Grouping Messages into Threads
The next step finds all messages that belong together in the same email thread. A pair of messages is considered to be part of the same thread if either (a) Conversation Index information is available indicating that they are in the same thread, or (b) as described next, they have a similar subject and share a significant portion of body text in common.
For efficiency, messages are first separated into groups with the same normalized subject. The normalized subject is the original subject with prefixes such as Re: and Fw: removed. Messages with the same normalized subject are then compared by their body content.
To compare the body content of messages an approach called shingling is used. In this approach each document is represented as a set of unique shingles, where shingles are the n-grams found in the body text.
As an example, the list of 3-grams for the document "a rose is a rose is a rose" would be as follows:
“a rose is”
“rose is a”
“is a rose”
“a rose is”
“rose is a”
“is a rose”
Removing duplicates we are left with the following set of unique shingles:
{ “a rose is”, “rose is a”, “is a rose” }
Once documents are represented as sets of shingles, set intersection operations are used to measure the percentage of a message’s content that is contained within another message.
When comparing two messages (A and B) the engine determines the percentage of message A’s shingles that are contained within message B. If this percentage exceeds the containment threshold (100% by default), then messages are assigned to the same thread and message B is marked as a response to message A.
This property setting is important and can help you to fine tune your Email Threading session:
Containment-Threshold - This property sets the percentage of an email’s shingles that need to be contained within another email for it to be considered contained within that email. To make inclusiveness more conservative set the containment-threshold to 1.0.

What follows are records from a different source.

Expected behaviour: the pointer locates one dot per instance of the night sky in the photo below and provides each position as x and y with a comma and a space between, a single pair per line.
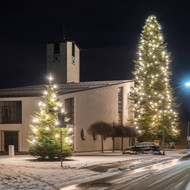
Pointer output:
107, 32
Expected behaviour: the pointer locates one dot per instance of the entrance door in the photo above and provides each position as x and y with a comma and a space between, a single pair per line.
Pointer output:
11, 138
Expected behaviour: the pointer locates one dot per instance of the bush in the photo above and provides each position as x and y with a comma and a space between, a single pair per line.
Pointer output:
49, 152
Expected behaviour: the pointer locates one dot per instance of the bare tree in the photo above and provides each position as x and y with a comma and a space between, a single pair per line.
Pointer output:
119, 130
100, 128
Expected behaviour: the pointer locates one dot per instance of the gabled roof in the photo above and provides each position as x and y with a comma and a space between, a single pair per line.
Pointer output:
36, 90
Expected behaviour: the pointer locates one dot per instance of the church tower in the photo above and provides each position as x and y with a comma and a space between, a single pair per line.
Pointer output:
63, 61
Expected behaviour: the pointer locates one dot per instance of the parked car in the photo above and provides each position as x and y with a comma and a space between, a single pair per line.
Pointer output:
144, 146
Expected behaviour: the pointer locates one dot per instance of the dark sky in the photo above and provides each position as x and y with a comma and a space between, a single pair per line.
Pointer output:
107, 32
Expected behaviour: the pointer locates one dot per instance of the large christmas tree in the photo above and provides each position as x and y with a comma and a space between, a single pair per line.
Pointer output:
152, 98
45, 141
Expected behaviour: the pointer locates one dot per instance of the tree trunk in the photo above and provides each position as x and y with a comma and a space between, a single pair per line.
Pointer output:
102, 143
113, 141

Identifying unique messages
After assigning messages to threads, the next step is marking each message unique if it contains content that is not contained in any other message in the thread.

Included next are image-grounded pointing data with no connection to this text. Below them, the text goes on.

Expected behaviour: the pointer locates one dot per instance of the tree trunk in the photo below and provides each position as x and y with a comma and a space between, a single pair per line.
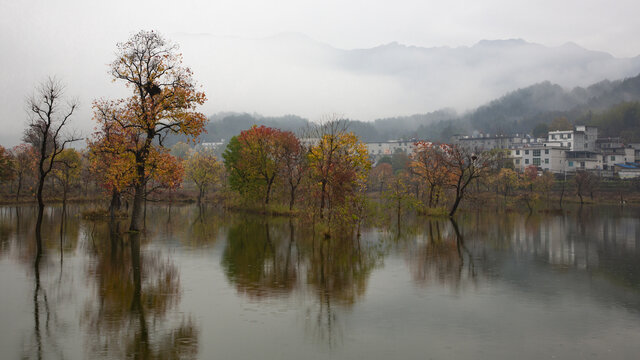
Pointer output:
40, 215
292, 199
137, 210
455, 205
19, 188
322, 193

A message is marked as a unique message when comparing the body of the message to the bodies of the other messages in the thread and none are found that meet the containment threshold. A message is marked as unique attachment if it has an attachment that is not contained in any of the responses to the message. When comparing attachments, the actual content of the attachments is used, not the filenames or document keys.
Note
Messages are always marked unique unless there’s another message (that is. reply or forward) that contains the text of that message. In the case where a response edits the original text inline, unless the edits were very small or trivial, this causes both the original and response to be marked unique. Date is not used for any unique/nonunique identification.
Assigning hierarchy and sort order
Messages within a thread are assigned an overall sort order and an indentation level. The indentation level of each message is first computed based on the response relationships of the messages. Messages have an indentation level one greater than the message that they are a response to. Messages that are not a response to any other message have an indentation level of 0.
Messages are sorted in a hierarchical manner such that the message with the lowest indentation level and earliest date comes first, followed by all messages that are a response to that message. A second sort order is available that instead puts more inclusive messages earlier in the ranking.
Note
Attachments also get their own unique threading information: ThreadId, Sort Order, Indent Level, etc.